Background
Clinical factors favouring coronary angiography (CA) selection and variables associated with in‐hospital mortality among patients presenting with out‐of‐hospital cardiac arrest (OHCA) without ST‐segment elevation (STE) remain unclear.
Methods
We evaluated clinical characteristics associated with CA selection and in‐hospital mortality in patients with OHCA, shockable rhythm and no STE.
Results
Between 2014 and 2018, 118 patients with OHCA and shockable rhythm without STE (mean age 59; males 75%) were stratified by whether CA was performed. Of 86 (73%) patients undergoing CA, 30 (35%) received percutaneous coronary intervention (PCI). CA patients had shorter return of spontaneous circulation (ROSC) time (17 vs. 25 min) and were more frequently between 50 and 60 years (29% vs. 6.5%), with initial Glasgow Coma Scale (GCS) score >8 (24% vs. 6%) (all p < 0.05). In‐hospital mortality was 33% (n = 39) for overall cohort (CA 27% vs. no‐CA 50%, p = 0.02). Compared to late CA, early CA ( ≤ 2 h) was not associated with lower in‐hospital mortality (32% vs. 34%, p = 0.82).
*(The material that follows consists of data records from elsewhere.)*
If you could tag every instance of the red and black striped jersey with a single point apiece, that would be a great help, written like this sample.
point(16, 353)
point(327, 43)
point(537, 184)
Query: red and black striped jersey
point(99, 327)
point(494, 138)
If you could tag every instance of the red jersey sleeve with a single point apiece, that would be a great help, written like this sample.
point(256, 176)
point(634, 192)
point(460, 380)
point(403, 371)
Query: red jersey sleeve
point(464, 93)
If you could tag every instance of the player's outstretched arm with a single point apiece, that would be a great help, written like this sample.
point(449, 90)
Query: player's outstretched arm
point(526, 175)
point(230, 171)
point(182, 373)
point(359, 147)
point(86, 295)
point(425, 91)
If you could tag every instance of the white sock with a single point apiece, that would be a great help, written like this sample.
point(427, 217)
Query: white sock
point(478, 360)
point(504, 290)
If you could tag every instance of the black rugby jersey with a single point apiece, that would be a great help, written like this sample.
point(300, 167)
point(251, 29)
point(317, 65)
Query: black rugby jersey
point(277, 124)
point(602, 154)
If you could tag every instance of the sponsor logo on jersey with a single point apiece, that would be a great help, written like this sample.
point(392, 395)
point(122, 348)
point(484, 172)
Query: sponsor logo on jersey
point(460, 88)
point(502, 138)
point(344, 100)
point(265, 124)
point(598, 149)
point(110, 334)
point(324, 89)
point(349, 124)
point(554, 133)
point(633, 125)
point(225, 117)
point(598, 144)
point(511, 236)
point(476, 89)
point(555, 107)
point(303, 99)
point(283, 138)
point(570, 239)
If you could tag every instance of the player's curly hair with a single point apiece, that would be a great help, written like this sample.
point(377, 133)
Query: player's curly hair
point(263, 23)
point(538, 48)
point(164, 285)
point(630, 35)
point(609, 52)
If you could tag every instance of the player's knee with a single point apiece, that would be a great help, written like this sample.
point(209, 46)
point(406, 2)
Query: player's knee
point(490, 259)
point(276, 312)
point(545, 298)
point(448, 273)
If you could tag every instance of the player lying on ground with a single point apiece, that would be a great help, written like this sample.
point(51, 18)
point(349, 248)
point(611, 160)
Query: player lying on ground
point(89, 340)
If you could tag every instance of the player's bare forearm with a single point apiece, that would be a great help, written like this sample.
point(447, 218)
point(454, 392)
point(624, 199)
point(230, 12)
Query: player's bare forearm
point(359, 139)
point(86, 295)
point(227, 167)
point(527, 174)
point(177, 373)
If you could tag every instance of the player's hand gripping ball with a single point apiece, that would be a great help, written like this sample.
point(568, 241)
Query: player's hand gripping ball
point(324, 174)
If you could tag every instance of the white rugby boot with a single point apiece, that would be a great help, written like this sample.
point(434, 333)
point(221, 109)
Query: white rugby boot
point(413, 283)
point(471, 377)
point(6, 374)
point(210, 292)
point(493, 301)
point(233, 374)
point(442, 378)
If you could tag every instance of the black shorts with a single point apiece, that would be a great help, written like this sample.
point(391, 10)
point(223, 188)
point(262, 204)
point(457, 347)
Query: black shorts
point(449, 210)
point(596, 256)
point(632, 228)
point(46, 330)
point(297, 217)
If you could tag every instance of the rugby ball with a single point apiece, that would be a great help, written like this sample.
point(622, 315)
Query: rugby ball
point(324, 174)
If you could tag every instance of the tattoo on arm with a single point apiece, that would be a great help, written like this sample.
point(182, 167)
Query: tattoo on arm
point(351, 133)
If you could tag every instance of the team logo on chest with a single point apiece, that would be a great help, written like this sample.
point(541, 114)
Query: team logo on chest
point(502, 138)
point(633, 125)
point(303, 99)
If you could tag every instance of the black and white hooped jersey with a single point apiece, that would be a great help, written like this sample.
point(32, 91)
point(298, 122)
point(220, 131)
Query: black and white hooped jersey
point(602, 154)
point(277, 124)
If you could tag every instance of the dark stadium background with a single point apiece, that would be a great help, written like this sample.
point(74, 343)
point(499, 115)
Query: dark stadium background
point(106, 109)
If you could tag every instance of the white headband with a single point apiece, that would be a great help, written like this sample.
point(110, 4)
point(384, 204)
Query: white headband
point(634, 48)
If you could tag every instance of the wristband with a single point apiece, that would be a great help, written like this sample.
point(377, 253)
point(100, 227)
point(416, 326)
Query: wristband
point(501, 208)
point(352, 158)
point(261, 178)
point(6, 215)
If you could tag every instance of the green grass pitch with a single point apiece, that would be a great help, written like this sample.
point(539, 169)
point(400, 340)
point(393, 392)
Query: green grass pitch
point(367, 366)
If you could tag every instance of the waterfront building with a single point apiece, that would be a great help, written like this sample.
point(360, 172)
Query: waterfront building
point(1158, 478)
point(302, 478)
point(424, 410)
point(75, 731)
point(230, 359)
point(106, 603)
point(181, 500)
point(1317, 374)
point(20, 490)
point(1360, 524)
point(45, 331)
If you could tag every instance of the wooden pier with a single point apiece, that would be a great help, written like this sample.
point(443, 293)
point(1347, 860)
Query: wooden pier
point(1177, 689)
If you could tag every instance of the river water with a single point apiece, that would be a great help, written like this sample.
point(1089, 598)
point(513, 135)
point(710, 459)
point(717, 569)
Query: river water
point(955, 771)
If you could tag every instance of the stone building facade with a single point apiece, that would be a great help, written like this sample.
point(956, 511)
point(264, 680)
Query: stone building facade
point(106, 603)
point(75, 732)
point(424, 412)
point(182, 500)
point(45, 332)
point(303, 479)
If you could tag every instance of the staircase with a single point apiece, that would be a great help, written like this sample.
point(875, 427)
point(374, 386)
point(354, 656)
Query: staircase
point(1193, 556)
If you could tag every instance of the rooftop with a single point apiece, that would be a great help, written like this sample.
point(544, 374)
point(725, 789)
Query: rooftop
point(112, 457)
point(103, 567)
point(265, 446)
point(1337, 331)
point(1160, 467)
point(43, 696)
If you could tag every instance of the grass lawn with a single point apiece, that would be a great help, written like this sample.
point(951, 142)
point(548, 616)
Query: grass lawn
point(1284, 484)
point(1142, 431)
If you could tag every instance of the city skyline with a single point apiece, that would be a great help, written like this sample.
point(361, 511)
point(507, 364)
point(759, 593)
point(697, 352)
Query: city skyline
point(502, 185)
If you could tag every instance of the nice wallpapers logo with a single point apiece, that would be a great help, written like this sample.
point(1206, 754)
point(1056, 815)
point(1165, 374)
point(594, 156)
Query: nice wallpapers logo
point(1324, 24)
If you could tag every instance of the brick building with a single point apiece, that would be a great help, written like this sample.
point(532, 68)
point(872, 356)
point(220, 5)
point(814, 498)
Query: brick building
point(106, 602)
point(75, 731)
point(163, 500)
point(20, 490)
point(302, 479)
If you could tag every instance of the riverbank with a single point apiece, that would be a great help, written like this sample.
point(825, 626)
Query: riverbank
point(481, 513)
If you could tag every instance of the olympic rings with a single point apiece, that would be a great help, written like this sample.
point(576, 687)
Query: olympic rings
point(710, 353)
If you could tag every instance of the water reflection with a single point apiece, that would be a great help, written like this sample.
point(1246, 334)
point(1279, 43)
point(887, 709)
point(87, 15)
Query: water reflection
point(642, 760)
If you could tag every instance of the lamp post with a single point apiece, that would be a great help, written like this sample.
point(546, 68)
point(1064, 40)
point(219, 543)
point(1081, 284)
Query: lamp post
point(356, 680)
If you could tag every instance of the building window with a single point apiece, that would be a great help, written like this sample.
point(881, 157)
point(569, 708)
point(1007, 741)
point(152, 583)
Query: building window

Predictors of in‐hospital mortality included longer defibrillation time (odds ratio 3.07, 95% confidence interval 1.44‒6.53 per 5‐min increase), lower pH (2.02, 1.33‒3.09 per 0.1 decrease), hypoalbuminemia (2.02, 1.03‒3.95 per 5 g/L decrease), and baseline renal dysfunction (1.33, 1.02‒1.72 per 10 ml/min/1.73 m2 decrease), while PCI to lesion (0.11, 0.01‒0.79) and bystander defibrillation (0.06, 0.004‒0.80) were protective factors (all p < 0.05).
Conclusions
Among patients with OHCA and shockable rhythm without STE, younger age, shorter time to ROSC and GCS >8 were associated with CA selection, while less effective resuscitation, greater burden of comorbidities and absence of treatable coronary lesion were key adverse prognostic predictors.